2.13.Scrapy Log parsing

  • Scrapy Some log information will be printed by default at runtime .
    • [scrapy.utils.log] INFO:scrapy engineering settings Information .
    • [scrapy.middleware] INFO: Extension program for project startup 、 Download Middleware 、 The Conduit .
    • [scrapy.extension.telnet] DEBUG: The crawler can run with talnet Command to control .
    • [scrapy.statscollectors] INFO: Some statistics at the end of the crawler .

2.14. Reptile classification

  • Scrapy The crawlers in the framework fall into two categories :Spider and Crawlspider.
  • Spider The design principle of the class is to only crawl start_url Pages in the list .
  • Crawlspider yes Spider The derived class ( A subclass ),CrawlSpider Class defines some rules (rule) Can match the URL Address , Assemble into Request Object is automatically sent to the engine , Can also specify callback function .

2.15. establish spider

  • Use command :scrapy genspider + < Reptile name > + < Domain name allowed to crawl >
    • scrapy genspider baidu www.baidu.com

2.16.Spider Argument parsing

  • Use the command to create spider Some code will be generated automatically :
    • BaiduSpider: Current reptile class .
    • name: Unique identifier of the crawler .
    • allowed_domains:url Range .
    • start_urls: Starting crawling url.
    • parse: Data location .

2.17. Definition parse

parse Method defines response Processing of :

  • Scrapy Medium response You can use it directly xpath Data location

2.18.Scrapy.Request

scrapy.Request(url[,callback,method=“GET”,headers,body,cookies,meta,dont_filter=False]):scrapy Class used to send requests in .

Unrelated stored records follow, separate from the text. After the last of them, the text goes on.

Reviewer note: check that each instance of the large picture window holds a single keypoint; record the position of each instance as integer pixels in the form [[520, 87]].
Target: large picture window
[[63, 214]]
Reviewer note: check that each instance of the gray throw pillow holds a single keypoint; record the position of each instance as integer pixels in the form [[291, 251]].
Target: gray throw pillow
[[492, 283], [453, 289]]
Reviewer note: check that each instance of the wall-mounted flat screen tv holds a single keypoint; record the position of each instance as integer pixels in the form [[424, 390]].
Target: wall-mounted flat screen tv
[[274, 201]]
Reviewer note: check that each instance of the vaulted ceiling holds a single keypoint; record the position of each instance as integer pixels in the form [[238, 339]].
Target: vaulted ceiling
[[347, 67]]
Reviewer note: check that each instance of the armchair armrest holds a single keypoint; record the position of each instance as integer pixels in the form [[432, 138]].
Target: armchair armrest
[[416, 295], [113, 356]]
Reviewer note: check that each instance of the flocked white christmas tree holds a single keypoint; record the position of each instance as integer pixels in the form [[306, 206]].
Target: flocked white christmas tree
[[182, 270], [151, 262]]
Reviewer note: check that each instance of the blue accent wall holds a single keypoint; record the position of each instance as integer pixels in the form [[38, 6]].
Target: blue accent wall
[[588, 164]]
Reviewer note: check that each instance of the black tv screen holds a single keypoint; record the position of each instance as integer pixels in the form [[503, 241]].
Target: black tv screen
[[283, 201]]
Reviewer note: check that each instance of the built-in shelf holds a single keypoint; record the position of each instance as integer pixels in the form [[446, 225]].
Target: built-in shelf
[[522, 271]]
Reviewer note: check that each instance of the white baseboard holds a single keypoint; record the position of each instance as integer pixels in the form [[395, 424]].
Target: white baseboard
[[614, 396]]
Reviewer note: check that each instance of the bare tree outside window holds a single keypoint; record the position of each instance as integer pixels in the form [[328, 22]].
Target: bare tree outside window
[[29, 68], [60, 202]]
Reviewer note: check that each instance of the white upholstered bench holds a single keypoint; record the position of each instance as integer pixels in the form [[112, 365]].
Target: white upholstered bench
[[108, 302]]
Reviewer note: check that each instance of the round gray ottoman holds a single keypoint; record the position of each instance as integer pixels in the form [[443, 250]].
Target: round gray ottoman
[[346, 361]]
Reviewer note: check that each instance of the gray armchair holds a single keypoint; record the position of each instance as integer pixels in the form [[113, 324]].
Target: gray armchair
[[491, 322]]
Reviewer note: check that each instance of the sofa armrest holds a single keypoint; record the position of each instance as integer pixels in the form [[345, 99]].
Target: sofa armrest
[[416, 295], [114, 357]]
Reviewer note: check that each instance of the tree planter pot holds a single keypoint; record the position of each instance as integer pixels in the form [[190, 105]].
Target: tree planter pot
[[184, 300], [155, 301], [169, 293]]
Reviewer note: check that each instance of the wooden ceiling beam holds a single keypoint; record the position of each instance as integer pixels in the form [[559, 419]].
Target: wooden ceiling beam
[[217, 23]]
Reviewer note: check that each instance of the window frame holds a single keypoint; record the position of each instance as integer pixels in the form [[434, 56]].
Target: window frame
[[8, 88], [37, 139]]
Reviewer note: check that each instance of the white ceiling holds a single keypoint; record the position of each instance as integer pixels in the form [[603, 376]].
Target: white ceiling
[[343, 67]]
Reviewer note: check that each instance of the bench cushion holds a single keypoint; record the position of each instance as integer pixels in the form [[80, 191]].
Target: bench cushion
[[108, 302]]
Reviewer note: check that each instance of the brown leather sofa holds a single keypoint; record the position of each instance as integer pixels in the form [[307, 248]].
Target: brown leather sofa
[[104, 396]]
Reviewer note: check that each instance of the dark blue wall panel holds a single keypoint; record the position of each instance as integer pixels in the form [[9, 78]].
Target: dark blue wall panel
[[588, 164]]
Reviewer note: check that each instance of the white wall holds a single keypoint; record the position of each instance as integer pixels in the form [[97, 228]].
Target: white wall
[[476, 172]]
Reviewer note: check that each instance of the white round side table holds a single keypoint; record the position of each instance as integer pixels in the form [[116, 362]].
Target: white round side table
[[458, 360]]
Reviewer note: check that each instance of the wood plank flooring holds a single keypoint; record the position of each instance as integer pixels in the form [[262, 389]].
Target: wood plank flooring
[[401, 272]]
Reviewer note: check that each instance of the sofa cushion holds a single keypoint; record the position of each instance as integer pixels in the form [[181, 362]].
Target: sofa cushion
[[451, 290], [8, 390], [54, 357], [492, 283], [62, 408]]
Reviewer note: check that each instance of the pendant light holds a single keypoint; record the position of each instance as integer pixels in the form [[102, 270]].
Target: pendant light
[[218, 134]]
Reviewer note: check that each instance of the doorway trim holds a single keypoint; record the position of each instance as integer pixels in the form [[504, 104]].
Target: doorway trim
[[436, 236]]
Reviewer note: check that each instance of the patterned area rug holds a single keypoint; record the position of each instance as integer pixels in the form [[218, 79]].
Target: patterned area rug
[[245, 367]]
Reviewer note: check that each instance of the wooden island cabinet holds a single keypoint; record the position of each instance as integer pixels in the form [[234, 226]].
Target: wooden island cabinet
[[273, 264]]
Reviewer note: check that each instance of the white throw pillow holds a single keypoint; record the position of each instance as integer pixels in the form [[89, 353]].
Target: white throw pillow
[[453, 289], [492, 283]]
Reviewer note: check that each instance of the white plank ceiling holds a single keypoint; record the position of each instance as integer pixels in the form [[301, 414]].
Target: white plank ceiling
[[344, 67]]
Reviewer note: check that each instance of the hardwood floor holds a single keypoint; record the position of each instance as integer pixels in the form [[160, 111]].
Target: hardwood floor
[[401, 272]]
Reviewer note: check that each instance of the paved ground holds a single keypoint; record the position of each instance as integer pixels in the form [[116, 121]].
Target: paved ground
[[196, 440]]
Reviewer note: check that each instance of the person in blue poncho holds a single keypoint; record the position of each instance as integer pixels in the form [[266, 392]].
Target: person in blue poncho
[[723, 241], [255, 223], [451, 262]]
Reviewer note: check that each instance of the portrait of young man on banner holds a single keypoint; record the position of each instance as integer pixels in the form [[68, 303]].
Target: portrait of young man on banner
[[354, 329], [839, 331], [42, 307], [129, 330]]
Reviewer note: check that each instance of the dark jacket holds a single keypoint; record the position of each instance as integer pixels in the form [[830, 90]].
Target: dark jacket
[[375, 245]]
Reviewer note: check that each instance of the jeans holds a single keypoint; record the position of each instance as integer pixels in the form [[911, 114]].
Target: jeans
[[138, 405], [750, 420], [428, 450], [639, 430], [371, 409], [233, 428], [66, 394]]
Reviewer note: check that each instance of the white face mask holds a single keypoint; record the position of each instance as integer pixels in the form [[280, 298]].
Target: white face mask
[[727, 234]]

  • callback: The current request url Response handler for .
  • method: Appoint POST or GET request .
  • headers: Receive a dictionary , It does not include cookies.
  • cookies: Receive a dictionary , Special placement cookies.
  • body: Receive a dictionary , by POST The data of .
  • dont_filter: Filter url, Not for the requested url Ask again .
  • meta: Realize data transfer in different analytic functions .

2.19. Run crawler

Execute in the project directory scrapy crawl +spider

  • scrapy crawl quote
  • It will print scrapy Project log for , There is no way to open the pipeline to set data processing , The crawled data will also be in the log file .

2.20.Crawlspider Crawler creation

establish crawlspider:

  • scrapy genspider -t crawl Reptile name Crawling range
  • scrapy genspider -t crawl crawl_baidu www.baidu.com

2.21.Crawlspider Argument parsing

Compared with Spider,CrawlSpider Many more rules attribute . Less parse Method .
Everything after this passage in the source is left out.